Die Behörde fordert von der neuen großen Koalition von Union und SPD, das Wachstum anzukurbeln und offene Märkte zuzulassen. Ein Verfahren eröffnete die Kommission nicht. Deutschland muss im Falle eines Verstoßes gegen EU-Regeln eine Milliardenstrafe fürchten.
Die angehenden Koalitionspartner in Berlin wiesen den Brüsseler Vorstoß umgehend zurück. Die Exportstärke sei „ein Eckpfeiler unseres Wohlstandes“, erklärte CDU-Generalsekretär Hermann Gröhe. Sein CSU-Kollege Alexander Dobrindt betonte: „Man kann Europa nicht stärken, indem man Deutschland schwächt.“ Die SPD-Generalsekretärin Andrea Nahles sagte, sie sehe keinen Handlungsbedarf.

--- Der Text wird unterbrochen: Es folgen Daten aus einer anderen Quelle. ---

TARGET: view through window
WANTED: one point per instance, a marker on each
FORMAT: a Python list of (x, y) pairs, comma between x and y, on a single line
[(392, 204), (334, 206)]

Auch die „Wirtschaftsweisen“ wiesen die Kritik an den deutschen Handelsüberschüssen mehrheitlich zurück. Die Regierung entscheide nicht über Exporte oder Importe: „Man sollte dem Markt seinen Raum lassen“, sagte Ökonom Volker Wieland. Sein Kollege Lars Feld sagte indes, es sei richtig, dass es mehr private Investitionen geben müsse. Die Diskussion über höhere Steuern, Mietpreisbremse oder Mindestlöhne schrecke Investoren jedoch ab. Der gewerkschaftsnahe „Weise“ Peter Bofinger betonte, der hohe Leistungsbilanzüberschuss sei problematisch, weil sehr viel Geldvermögen angehäuft und zu wenig öffentlich und privat investiert werde. „Wir sparen sehr viel und das Ersparte wird in ausländischen Geldanlagen angelegt.“
Bundesbankpräsident Jens Weidmann mahnte, die Antwort könne nicht sein, die Wettbewerbsfähigkeit deutscher Unternehmen zu verschlechtern oder schuldenfinanzierte Strohfeuer zu zünden: „Sie kann nur darin liegen, die Wettbewerbsrückstände in den Defizitländern zu beseitigen und in Deutschland das Wachstum auf eine breite Basis zu stellen.“
Deutschland - Nummer Vier der Weltwirtschaft und hinter China Export-Vizeweltmeister - hat 2012 Waren im Wert von 1097 Milliarden Euro ins Ausland verkauft. Dem standen Importe von 909 Milliarden Euro gegenüber - unter dem Strich ergibt sich damit ein Handelsüberschuss von 188 Milliarden Euro. Der Warenhandel ist einer der wichtigsten Posten in der Leistungsbilanz, die formal im Zentrum der Brüsseler Untersuchungen steht.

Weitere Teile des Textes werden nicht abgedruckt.